GPU Workload Pod with Node Selector and Tolerations
Schedule a GPU-intensive workload (ML inference, video processing) on GPU-equipped Kubernetes nodes using node selectors, tolerations, and nvidia.com/gpu resource requests.
Detailed Explanation
GPU Workloads on Kubernetes
GPU workloads require specific scheduling to land on nodes with GPU hardware. Kubernetes uses node labels, tolerations, and extended resources to manage GPU scheduling.
Key Configuration
apiVersion: apps/v1
kind: Deployment
metadata:
name: ml-inference
labels:
app: "ml-inference"
workload: "gpu"
spec:
replicas: 1
template:
spec:
containers:
- name: inference
image: my-ml-model:latest
ports:
- name: grpc
containerPort: 8500
resources:
requests:
cpu: "500m"
memory: "2Gi"
limits:
cpu: "2000m"
memory: "4Gi"
nodeSelector:
accelerator: "nvidia-tesla-v100"
tolerations:
- key: "nvidia.com/gpu"
operator: "Exists"
effect: "NoSchedule"
GPU Resource Requests
To actually request GPU hardware, add to the container resources:
resources:
limits:
nvidia.com/gpu: 1
This requires the NVIDIA device plugin to be installed in your cluster. GPU resources are integer-only and not oversubscribed — if you request 1 GPU, you get exclusive access to one physical GPU.
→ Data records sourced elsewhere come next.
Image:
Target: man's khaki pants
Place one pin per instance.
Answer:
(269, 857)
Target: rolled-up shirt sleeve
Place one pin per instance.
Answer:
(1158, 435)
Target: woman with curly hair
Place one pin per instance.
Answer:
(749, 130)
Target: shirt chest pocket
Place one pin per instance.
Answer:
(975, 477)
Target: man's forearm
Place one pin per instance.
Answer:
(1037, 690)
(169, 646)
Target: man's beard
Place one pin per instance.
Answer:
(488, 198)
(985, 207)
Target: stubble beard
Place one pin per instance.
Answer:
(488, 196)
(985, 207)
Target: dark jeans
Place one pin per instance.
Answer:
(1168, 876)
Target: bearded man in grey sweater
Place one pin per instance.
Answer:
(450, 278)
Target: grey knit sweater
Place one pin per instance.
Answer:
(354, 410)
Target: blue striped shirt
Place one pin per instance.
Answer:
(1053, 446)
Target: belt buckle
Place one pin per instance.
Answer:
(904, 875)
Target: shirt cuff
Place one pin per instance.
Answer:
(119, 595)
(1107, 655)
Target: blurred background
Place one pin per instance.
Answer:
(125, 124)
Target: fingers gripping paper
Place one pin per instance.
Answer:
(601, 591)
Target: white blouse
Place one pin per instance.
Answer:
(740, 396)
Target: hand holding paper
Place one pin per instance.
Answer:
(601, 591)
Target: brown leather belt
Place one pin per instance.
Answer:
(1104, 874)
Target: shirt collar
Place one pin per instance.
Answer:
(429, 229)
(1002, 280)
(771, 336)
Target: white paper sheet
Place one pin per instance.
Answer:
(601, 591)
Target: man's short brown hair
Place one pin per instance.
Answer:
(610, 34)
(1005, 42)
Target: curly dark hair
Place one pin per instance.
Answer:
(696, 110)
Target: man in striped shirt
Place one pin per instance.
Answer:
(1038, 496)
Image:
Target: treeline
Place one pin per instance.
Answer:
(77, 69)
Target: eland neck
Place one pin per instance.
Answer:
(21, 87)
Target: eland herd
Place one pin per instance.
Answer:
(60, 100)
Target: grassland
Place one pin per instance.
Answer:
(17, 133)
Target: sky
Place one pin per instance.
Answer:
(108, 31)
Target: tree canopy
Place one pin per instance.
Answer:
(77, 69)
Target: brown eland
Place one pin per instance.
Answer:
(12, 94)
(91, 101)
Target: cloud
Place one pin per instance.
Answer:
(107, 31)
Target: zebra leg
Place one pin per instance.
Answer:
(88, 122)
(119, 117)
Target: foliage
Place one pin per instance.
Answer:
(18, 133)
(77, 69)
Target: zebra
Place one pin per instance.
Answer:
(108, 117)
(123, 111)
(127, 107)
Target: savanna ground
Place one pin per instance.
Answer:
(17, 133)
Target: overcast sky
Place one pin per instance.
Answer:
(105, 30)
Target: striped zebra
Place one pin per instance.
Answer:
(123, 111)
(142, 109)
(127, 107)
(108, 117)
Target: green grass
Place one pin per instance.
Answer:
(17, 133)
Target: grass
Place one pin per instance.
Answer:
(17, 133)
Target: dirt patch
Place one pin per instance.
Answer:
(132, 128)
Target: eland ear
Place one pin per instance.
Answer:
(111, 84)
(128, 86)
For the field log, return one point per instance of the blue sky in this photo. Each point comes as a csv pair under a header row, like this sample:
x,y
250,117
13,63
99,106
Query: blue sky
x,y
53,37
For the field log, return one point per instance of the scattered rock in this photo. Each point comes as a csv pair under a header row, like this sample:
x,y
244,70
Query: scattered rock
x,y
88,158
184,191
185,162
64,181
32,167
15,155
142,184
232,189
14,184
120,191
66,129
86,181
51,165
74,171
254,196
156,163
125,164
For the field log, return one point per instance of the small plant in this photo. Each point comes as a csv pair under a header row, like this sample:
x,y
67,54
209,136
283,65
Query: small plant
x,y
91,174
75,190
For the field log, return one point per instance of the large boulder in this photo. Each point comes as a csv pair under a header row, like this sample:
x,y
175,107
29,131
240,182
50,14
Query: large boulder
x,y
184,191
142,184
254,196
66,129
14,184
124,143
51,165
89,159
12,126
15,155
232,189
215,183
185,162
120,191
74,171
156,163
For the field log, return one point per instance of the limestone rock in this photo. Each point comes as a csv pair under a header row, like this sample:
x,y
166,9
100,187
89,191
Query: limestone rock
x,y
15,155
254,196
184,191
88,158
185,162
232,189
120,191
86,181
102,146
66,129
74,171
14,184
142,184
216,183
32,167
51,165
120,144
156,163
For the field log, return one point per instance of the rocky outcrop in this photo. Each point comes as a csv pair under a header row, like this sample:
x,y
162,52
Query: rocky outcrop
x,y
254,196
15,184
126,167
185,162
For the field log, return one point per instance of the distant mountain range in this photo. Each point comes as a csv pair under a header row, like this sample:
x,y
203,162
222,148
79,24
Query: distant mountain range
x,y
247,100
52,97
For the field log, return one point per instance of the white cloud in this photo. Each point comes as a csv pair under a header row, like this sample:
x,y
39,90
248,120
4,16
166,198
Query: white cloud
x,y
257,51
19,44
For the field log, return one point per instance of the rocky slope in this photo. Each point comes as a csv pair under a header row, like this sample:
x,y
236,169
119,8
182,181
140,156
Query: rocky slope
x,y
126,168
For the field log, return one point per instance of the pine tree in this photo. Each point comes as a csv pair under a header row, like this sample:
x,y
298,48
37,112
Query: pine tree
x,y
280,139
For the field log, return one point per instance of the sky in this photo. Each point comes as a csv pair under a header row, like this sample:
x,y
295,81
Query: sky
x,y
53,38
Node Selector vs Node Affinity
| Feature | nodeSelector | nodeAffinity |
|---|---|---|
| Syntax | Simple key-value | Expressive operators |
| Soft preferences | No | Yes (preferredDuringScheduling) |
| Multiple conditions | AND only | AND and OR |
| Use case | Simple GPU scheduling | Complex multi-zone scheduling |
For simple GPU scheduling, nodeSelector is sufficient. Use nodeAffinity when you need soft preferences or complex matching logic.
Tolerations
GPU nodes are typically tainted to prevent non-GPU workloads from being scheduled there (wasteful). The toleration allows your GPU workload to be placed on these tainted nodes. Without the toleration, the scheduler will not consider GPU nodes even if they have available resources.
Use Case
Running machine learning inference, model training, video transcoding, or other GPU-accelerated workloads on dedicated GPU nodes in a Kubernetes cluster.